Didier (wildly, as the soldiers drag him off): No! No!
My heart is breaking! Oh, Marie, Marie!
I love you. I was wrong!

Marion: You pardon me?

Didier: I ask your pardon. Think of me sometimes.
Good-bye, my darling. [He is dragged behind the wall.

An Official (catching Marion in his arms as she falls):
All hope is not lost.
Look, here is Richelieu! Go and plead with him.

[The castle guns are fired. The cloth, hiding the great breach in the wall, drops. The Cardinal comes in his gigantic scarlet litter, borne by twenty-four footguards. Scarlet curtains conceal him from the shouting mob.

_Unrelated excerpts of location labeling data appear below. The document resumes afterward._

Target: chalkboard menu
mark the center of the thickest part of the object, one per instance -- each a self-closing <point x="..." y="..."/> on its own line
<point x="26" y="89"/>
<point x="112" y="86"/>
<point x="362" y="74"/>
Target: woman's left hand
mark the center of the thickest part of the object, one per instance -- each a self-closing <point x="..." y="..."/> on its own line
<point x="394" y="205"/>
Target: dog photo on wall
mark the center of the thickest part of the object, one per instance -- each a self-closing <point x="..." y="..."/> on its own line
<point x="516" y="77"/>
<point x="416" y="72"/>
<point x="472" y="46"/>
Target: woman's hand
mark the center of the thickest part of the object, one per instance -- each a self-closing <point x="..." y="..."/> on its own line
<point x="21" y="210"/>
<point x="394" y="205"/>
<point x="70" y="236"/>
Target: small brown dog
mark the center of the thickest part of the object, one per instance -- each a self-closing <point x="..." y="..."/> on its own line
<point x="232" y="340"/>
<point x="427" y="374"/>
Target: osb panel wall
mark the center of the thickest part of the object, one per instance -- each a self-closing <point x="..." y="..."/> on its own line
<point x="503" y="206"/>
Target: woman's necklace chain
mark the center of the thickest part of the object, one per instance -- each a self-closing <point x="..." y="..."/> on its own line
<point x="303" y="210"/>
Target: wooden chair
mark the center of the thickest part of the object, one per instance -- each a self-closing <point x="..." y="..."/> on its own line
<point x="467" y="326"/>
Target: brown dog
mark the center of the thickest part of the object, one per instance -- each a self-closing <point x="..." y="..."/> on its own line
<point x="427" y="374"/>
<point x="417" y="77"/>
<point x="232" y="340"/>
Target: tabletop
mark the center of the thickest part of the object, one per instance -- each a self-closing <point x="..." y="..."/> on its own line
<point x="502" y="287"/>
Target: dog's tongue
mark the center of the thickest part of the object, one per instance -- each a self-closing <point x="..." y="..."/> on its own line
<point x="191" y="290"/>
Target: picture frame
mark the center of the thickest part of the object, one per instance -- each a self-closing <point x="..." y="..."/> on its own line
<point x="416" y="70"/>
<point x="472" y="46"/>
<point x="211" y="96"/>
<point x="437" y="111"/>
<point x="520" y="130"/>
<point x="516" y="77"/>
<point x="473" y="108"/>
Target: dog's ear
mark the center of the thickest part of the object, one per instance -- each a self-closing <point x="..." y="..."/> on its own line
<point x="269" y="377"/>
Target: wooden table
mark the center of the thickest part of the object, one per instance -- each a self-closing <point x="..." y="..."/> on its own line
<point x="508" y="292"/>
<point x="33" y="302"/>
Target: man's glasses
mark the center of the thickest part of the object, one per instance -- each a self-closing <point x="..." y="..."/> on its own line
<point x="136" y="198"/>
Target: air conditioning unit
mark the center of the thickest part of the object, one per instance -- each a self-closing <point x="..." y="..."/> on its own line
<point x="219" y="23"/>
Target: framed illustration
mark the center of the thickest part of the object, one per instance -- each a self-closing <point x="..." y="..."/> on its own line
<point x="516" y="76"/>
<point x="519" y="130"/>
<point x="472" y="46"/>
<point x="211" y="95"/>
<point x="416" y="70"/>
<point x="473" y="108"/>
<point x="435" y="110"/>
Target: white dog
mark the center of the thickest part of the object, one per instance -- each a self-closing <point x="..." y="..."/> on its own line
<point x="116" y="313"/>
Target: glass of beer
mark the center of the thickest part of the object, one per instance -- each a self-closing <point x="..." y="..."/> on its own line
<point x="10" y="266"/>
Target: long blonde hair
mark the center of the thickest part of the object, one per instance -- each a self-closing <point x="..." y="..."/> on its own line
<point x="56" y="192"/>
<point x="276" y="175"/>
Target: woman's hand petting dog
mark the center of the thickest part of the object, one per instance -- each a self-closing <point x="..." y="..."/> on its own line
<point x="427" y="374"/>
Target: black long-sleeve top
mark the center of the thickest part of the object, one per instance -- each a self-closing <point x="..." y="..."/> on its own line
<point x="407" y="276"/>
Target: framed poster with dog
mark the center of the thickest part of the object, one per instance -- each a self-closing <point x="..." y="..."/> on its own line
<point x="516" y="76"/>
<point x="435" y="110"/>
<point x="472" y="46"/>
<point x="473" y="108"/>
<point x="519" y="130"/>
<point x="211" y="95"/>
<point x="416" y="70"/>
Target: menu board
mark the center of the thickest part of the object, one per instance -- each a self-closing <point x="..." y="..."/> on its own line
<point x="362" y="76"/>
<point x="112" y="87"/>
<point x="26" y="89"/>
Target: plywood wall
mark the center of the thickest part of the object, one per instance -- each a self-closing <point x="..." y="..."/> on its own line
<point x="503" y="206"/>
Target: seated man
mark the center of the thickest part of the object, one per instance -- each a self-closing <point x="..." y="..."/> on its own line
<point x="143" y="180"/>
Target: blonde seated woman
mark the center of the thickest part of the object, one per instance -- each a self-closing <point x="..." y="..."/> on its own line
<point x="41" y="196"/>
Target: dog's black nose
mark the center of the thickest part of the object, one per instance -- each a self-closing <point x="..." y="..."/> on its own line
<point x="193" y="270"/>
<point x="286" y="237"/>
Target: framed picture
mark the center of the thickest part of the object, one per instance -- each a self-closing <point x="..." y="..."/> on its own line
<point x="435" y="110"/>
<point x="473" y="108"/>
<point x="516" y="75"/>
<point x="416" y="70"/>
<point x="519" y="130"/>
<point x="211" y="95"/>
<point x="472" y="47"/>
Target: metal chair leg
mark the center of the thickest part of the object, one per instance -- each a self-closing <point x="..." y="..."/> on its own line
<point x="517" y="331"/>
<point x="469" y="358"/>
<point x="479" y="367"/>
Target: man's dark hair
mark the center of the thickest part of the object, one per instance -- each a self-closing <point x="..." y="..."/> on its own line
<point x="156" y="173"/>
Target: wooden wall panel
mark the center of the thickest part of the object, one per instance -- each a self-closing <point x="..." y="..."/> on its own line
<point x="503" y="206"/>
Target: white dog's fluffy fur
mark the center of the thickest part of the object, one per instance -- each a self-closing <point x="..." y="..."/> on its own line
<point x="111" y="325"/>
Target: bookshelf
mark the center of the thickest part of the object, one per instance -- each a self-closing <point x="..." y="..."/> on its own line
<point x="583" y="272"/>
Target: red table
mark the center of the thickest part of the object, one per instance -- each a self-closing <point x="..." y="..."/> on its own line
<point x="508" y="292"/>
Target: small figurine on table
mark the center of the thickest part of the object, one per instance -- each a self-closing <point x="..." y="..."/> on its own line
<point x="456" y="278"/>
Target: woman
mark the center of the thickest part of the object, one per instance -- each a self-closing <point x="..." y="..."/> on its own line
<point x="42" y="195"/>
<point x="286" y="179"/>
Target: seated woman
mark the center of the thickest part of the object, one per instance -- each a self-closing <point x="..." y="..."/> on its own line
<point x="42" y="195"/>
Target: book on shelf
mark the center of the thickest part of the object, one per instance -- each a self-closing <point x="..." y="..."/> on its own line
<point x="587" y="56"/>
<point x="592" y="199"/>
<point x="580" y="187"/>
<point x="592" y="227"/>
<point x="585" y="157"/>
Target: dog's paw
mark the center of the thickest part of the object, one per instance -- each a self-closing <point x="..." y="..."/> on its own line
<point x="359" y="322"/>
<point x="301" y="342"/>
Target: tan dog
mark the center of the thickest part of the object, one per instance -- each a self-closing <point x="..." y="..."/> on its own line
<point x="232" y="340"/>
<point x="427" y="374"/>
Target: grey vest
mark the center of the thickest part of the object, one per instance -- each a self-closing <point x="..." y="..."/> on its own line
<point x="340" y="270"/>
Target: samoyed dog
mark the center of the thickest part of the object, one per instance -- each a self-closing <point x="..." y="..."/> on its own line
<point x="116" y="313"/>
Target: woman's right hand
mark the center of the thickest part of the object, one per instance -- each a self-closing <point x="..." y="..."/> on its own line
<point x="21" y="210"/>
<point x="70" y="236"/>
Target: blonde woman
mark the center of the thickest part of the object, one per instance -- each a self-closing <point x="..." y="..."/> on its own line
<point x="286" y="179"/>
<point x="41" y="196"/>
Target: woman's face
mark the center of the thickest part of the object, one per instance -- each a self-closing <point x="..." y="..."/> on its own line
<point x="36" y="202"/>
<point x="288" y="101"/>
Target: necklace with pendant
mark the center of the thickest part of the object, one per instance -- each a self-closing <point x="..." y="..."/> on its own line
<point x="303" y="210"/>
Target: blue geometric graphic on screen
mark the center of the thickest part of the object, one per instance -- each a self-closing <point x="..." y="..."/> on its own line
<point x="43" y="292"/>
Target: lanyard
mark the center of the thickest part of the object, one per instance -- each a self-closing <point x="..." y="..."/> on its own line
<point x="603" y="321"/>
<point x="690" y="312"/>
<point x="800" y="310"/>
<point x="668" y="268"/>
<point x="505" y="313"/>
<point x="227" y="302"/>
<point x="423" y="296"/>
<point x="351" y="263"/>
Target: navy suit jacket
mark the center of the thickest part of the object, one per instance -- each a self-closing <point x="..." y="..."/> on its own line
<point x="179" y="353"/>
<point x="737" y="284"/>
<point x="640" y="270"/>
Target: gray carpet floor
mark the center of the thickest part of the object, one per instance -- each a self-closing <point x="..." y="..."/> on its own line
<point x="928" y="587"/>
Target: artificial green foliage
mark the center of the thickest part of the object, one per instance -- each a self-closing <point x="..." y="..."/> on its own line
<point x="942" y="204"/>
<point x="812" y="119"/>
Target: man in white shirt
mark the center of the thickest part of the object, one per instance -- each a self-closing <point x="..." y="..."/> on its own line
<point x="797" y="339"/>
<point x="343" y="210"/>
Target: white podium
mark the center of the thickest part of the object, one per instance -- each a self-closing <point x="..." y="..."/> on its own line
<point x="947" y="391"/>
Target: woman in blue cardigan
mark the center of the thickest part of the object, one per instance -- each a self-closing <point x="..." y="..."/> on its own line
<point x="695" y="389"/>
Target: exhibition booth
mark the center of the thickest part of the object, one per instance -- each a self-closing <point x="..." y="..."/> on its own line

Marion (dragging herself on her knees to the litter):
In the name of God, oh, my Lord Cardinal,
Pardon these two poor boys!

A Voice (from the litter): No pardon!

[The litter passes on, and the crowd surges through the wall after it. Marion is left alone.

FOOTNOTES:

[J] Victor Hugo wrote "Marion de Lorme" in 1829, three months before he composed "Hernani." King Charles X., however, refused to license the play, because of the terrible way in which his ancestor, Louis XIII., was portrayed in it. But after the Revolution of 1830, and the success of "Hernani," the forbidden drama was produced on the stage. Its original title was "A Duel Under Richelieu." The whole play is built around the frustrated duel in which two young men engage against the edict of the great cardinal. This economy of stage-craft makes "Marion de Lorme" a superior work, in point of construction, to "Hernani." And though it may be less picturesque than that more famous example of the romantic drama, it is on the whole a finer effort of genius.